I am generating many, many contingency tables as part of a project that I'm writing.
The workflow is:
- Take a large data array with continuous (float) rows and convert those to discrete integer values by binning (so that the resulting row has values 0-9, for example)
- Slice two rows into vectors X & Y and generate a contingency table from them, so that I have the 2-dimensional frequency distribution
- For example, I'd have a 10 x 10 array, counting the number of (xi, yi) that occur
- Use the contingency table to do some information theory math
Initially, I wrote this as:
def make_table(x, y, num_bins):
ctable = np.zeros((num_bins, num_bins), dtype=np.dtype(int))
for xn, yn in zip(x, y):
ctable[xn, yn] += 1
return ctable
This works fine, but is so slow that it's eating up like 90% of the runtime of the entire project.
The fastest python-only optimization I've been able to come up with is this:
def make_table(x, y, num_bins):
ctable = np.zeros(num_bins ** 2, dtype=np.dtype(int))
reindex = np.dot(np.stack((x, y)).transpose(),
np.array([num_bins, 1]))
idx, count = np.unique(reindex, return_counts=True)
for i, c in zip(idx, count):
ctable[i] = c
return ctable.reshape((num_bins, num_bins))
That's (somehow) a lot faster, but it's still pretty expensive for something that doesn't seem like it should be a bottleneck.
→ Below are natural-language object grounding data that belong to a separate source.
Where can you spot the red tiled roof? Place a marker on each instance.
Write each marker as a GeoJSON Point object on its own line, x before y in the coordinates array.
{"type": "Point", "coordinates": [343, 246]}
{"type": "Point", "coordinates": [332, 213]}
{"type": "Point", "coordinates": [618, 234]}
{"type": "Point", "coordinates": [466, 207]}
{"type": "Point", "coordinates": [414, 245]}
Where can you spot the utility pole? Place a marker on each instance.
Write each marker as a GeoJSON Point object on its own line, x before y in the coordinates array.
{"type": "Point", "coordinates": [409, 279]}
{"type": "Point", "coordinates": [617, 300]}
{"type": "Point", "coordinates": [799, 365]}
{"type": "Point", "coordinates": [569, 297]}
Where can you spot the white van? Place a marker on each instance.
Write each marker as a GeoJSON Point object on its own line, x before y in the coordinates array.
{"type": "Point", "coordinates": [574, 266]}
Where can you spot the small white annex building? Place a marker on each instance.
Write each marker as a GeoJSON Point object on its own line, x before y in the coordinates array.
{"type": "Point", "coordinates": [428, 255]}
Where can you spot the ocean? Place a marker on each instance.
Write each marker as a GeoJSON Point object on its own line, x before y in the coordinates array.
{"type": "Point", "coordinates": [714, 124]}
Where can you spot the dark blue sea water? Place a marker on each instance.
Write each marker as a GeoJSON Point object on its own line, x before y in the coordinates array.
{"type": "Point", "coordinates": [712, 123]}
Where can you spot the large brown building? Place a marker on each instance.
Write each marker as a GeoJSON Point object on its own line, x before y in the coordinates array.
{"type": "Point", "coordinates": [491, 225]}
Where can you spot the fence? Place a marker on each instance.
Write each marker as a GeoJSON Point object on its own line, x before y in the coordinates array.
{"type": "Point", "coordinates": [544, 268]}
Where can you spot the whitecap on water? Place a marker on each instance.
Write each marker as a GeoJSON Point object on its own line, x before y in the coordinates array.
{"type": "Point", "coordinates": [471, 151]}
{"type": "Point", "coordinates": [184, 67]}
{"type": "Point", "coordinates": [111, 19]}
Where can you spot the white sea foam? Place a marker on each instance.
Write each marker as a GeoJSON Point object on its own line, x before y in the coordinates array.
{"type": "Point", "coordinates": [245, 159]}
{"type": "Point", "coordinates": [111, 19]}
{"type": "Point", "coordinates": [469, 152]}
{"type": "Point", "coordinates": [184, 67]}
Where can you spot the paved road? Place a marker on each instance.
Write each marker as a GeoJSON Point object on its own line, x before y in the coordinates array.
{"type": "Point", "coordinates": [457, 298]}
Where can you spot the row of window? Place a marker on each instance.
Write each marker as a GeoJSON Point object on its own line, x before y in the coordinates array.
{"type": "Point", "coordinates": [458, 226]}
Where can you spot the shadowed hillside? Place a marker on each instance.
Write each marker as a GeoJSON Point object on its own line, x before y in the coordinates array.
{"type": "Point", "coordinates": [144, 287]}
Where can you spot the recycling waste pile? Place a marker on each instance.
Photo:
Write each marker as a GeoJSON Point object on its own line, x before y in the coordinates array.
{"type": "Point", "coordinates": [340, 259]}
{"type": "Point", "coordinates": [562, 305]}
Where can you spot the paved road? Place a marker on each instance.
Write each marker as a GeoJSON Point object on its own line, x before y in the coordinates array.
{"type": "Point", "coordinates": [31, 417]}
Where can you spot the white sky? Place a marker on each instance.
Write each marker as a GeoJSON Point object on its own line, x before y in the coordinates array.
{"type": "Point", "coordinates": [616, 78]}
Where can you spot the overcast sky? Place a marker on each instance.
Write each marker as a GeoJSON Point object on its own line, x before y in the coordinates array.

Are there any efficient ways to do this that I'm just not seeing, or should I just give up and do this in cython?
Also, here's a benchmarking function.
def timetable(func):
size = 5000
bins = 10
repeat = 1000
start = time.time()
for i in range(repeat):
x = np.random.randint(0, bins, size=size)
y = np.random.randint(0, bins, size=size)
func(x, y, bins)
end = time.time()
print("Func {na}: {ti} Ms".format(na=func.__name__, ti=(end - start)))